Thursday, February 22, 2007

The President's Brain Is Missing...

svr031, the Glasgow cluster headnode, is currently a bit FUBAR.

Grieg was mirroring the dcache repository from DESY, becasue the mandatory webcaching policy at Glasgow stuffs up yum big time, hence any repos need to be got locally for installation to work. However. his mirror script has went crazy and managd to wipe the whole of /etc. Arggg!

Backup, what backup? It's a RAID 5 disk, we didn't need a backup (woops)...
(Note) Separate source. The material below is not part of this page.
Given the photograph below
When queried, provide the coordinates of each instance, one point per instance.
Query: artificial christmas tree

svr031's roles in the cluster are:

  • NAT box for WNs
  • DNS server for whole of the cluster
  • Central syslogger
  • DHCP server
  • tftp server for kickstarting
  • http server for installation, nagios and ganglia

The critical run-time services are NAT and DNS. Fortunately the DNS server on svr031 and the NATing are still working, so even though the president's brain is missing the organs of the state still function, for now.
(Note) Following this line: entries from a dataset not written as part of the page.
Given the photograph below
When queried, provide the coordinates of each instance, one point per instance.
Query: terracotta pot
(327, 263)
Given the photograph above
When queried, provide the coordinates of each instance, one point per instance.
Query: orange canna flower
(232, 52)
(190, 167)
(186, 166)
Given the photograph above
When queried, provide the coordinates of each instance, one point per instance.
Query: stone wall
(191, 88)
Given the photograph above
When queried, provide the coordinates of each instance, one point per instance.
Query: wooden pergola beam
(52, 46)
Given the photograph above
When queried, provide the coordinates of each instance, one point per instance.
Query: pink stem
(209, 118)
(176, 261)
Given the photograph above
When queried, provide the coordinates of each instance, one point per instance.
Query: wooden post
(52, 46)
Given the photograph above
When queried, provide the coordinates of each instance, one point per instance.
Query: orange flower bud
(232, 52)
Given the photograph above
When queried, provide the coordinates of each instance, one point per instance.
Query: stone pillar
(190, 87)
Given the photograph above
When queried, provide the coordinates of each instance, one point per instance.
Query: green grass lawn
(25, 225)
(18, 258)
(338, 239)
The immediate things to be done are to remove svr031's run time functions from the cluster. This will consist of:

  1. Generate and copy an /etc/hosts file with a complete set of entries for the internal cluster machines - so that the internal DNS is not required.
  2. Update /etc/resolv.conf on the cluster to use the standard university DNS servers
  3. Setup NAT via the dedicated NAT boxes

After those steps have been taken our dependancy on svr031 should be removed, and we can work on reinstalling it and re-establishing its other services.